Pero creo es fuente de gran desprestigio y de una enorme pérdida de fruto apostólico, insistir machaconamente en nuestros aspectos oscuros, ocultando la potente luz que encontramos en su estructura y su historia, a la vez que sobreamplificamos los puntos luminosos de otros, sin hacer ninguna referencia a sus desaciertos.
No es honesto y por ende no es para nada humilde admitir sin más todas las “leyendas negras”, como si fueran la objetiva realidad histórica. Porque de este modo, además de alejarnos de la verdad en el caso concreto, estaríamos canonizando la difamación y el juicio temerario, del cual están plagadas.
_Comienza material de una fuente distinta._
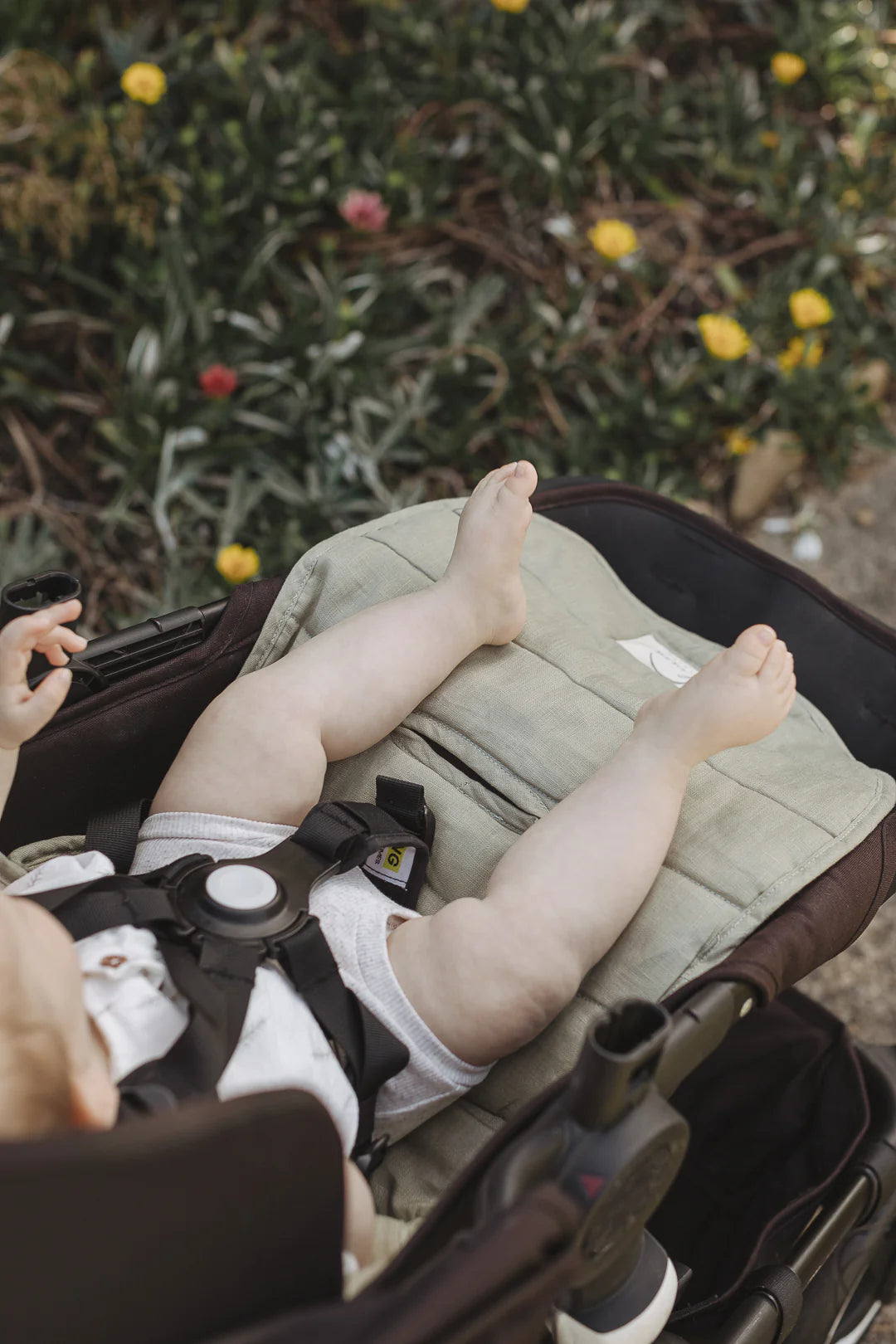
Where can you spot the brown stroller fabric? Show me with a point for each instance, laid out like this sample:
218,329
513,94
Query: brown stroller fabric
116,746
776,1114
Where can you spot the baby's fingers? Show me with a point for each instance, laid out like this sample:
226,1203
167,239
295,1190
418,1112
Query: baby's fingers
58,639
41,631
37,711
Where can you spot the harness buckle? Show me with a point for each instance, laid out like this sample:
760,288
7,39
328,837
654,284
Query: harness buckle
371,1155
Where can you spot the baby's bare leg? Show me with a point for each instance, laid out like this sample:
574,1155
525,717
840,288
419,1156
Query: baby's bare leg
486,976
261,747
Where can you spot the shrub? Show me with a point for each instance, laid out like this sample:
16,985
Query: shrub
557,199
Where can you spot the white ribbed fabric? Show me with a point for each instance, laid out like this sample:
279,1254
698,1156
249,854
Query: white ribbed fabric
140,1012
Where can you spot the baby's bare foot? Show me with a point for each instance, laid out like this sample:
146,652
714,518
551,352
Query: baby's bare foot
738,698
486,553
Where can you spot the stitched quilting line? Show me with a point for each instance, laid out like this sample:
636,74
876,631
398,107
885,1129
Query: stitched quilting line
285,619
772,799
750,917
544,799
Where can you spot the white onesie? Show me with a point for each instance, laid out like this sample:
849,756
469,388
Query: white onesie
132,999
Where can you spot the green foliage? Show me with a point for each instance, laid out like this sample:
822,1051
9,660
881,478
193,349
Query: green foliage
144,244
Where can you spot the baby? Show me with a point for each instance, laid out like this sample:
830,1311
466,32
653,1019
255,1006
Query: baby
461,988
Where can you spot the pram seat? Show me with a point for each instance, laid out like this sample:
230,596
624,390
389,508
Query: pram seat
767,962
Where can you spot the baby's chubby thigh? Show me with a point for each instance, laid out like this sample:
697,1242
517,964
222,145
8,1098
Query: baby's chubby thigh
254,753
484,983
359,923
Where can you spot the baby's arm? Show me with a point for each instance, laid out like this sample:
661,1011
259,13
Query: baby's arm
23,711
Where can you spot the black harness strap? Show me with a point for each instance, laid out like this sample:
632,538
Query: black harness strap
373,1054
214,967
218,986
113,830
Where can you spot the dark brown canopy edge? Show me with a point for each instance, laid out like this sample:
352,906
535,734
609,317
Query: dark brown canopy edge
817,923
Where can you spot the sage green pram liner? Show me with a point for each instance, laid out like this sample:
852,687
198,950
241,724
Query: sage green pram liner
533,721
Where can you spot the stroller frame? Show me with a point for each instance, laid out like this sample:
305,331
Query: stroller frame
860,1194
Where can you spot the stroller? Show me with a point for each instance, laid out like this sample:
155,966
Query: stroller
737,1124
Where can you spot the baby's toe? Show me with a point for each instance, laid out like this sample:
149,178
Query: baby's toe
523,480
776,665
750,650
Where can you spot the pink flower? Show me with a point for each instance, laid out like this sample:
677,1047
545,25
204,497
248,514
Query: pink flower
364,210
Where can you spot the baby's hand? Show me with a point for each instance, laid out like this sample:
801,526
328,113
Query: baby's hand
23,711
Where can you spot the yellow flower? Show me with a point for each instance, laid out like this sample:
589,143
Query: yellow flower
809,308
723,336
798,353
236,563
144,82
613,238
787,67
738,442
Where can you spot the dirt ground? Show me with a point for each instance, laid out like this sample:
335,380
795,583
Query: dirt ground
857,531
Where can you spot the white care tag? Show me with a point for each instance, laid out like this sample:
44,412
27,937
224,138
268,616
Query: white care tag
649,650
392,863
Ese error procedimental –asumido a veces de modo voluntario y estratégico, como una especie de “táctica de la humildad”- engendra en muchos católicos un doble sentimiento: de culpa y de inferioridad.
Las calumnias vertidas en los dos primeros siglos contra los cristianos (recogidas y refutadas por los padres apologistas), hoy parecen ser lanzadas por algunos de ellos. Al final, los católicos terminamos siendo los “enemigos de la humanidad”, los responsables de todos los males de la tierra.
Esta culpabilización enfermiza redunda, necesariamente, en un sentimiento de inferioridad. Que conduce a mirar extasiados “cuántas riquezas fuera de la Iglesia”, ignorando que ellas mismas, casi en su totalidad, están presentes en el propio cuerpo, en su pasado o en el presente.
Concluyo reconociendo que el camino del diálogo no es fácil, nunca lo ha sido. Pero creo que no es una vía auténtica la renuncia a la verdad y al propio ser, bajo la justificación de la concordia.
Es necesario que reflexionemos serenamente. Que volvamos a releer los textos del Magisterio en los cuales se nos explica de qué modo y en qué sentido la expresión “Extra ecclesiam nulla salus” sigue siendo completamente válida[i].
La Iglesia es y seguirá siendo el Cuerpo y la Esposa de Cristo. La Iglesia católica, en su visibilidad concreta, en sus signos sacramentales, sigue siendo signo e instrumento de la unión con Dios y de los hombres entre sí.
Afirmar “en la Iglesia católica están TODOS los medios para la salvación” no sólo no es falta de humildad, sino que es su expresión. Porque cada uno de esos medios le han sido dados. No son mérito de sus miembros, sino regalo de la Cabeza y Fundador: Cristo. Negarlos es pecar de ingratos, y de ciegos.
Y los católicos –pastores y laicos- debemos dejar de pedir perdón por ser católicos. Debemos dar gracias a Dios y sentirnos orgullosos de pertenecer a la verdadera Iglesia de Cristo. Como dice el ritual del Bautismo, justo antes del rito esencial, “esta es la fe de la Iglesia, la que nos gloriamos de profesar”. Así podemos decir, sin temor a la vanidad ni al engreimiento: “esta es la Esposa del Cordero, a la cual nos gloriamos de pertenecer”. Fuera de la cual no hay salvación.
Leandro Bonnin, sacerdote
- [i] El santo Sínodo [...] «basado en la sagrada Escritura y en la Tradición, enseña que esta Iglesia peregrina es necesaria para la salvación. Cristo, en efecto, es el único Mediador y camino de salvación que se nos hace presente en su Cuerpo, en la Iglesia. Él, al inculcar con palabras, bien explícitas, la necesidad de la fe y del bautismo, confirmó al mismo tiempo la necesidad de la Iglesia, en la que entran los hombres por el Bautismo como por una puerta. Por eso, no podrían salvarse los que sabiendo que Dios fundó, por medio de Jesucristo, la Iglesia católica como necesaria para la salvación, sin embargo, no hubiesen querido entrar o perseverar en ella» (LG 14). (citado por el Catecismo de la Iglesia Católica, nº 846) Ver también la Declaración Dominus Iesus, del año 2000.